So, I’m a legal gun owner and I am carrying in a public place. As I’m walking along, for some reason a police officer says he wants to have a chat. I’m a little confused about what my rights and responsibilities are. I’m not even sure what kind of contact this is. During this situation, I wish I had an Independent Program Attorney to advise me.
Thanks to Independent Program Attorney Richard Hayes walking by, I know I am involved in what’s called a voluntary contact. It’s based on the idea of consent, and a police officer just like any other regular person can walk up to you and ask you questions. It’s up to you to decide whether or not you want to stay in chat or just move on.
The question then becomes—in a voluntary contact do I have to tell the officer I’ve got a gun? In Colorado, whether or not you decide to talk with the police comes down to the situation. If they suspect you of crime or think that you may be under investigation, we suggest you make no statements.
So, the bottom line on the voluntary contact is you can either talk or walk.
This contact is very confusing. I’m a legal gun owner. I’m carrying legally in public, but a police officer stops me and asks for ID. He tells me stay right here and don’t go anywhere while he checks my ID and background. It sort of feels like an arrest but I don’t think it is. What does that law say about this?

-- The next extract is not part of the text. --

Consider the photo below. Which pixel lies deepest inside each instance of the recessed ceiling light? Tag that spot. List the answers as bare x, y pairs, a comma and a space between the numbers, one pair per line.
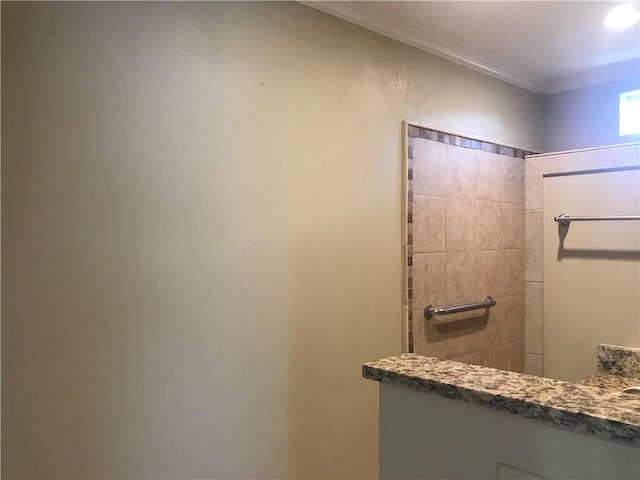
623, 16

This type of contact is called an involuntary detention. It seems like an arrest, but it’s not an arrest. It’s just temporary, and it’s based on the legal standard of reasonable suspicion or a reasonable articulable suspicion. That is, could an ordinary person can articulate or explain what they believe and why they believe it? They have to suspect that you have committed, or are about to commit a crime. So that’s what you’re being held for. It’s not an arrest; it’s an involuntary detention.
This raises the question—do I have to tell the officer about my gun?
The police must be able to articulate a reasonable suspicion in order to pat you down for a firearm. They also have to have a reasonable belief that you are armed and dangerous.
I don’t need a lawyer to tell me when a police contact is called an arrest. An arrest is based on probable cause. That’s when the police can articulate that you probably committed a crime. You’re going to be restrained and you’re gonna be disarmed. If you’re being arrested, and you’re carrying your firearm, move at the officer’s speed. You’re going to be disarmed. Don’t reach for your firearm, and if you don’t understand any of their instructions, the only thing that should move is your mouth for clarification.
You should invoke your right to have an attorney advise you prior to questioning and invoke your right to remain silent. Actually say—I’m invoking my right to remain silent. If you don’t invoke your rights, they can use your post arrest silence against you.
When you’re a responsible legal gun owner carrying legally in public, you have far more concerns than an unarmed person does. Hopefully, this video helped you identify the type of police contacts that you might encounter, gave you some ideas on how to manage that contact, and hopefully gave you some tips on how you and that officer can separate safer and more effectively.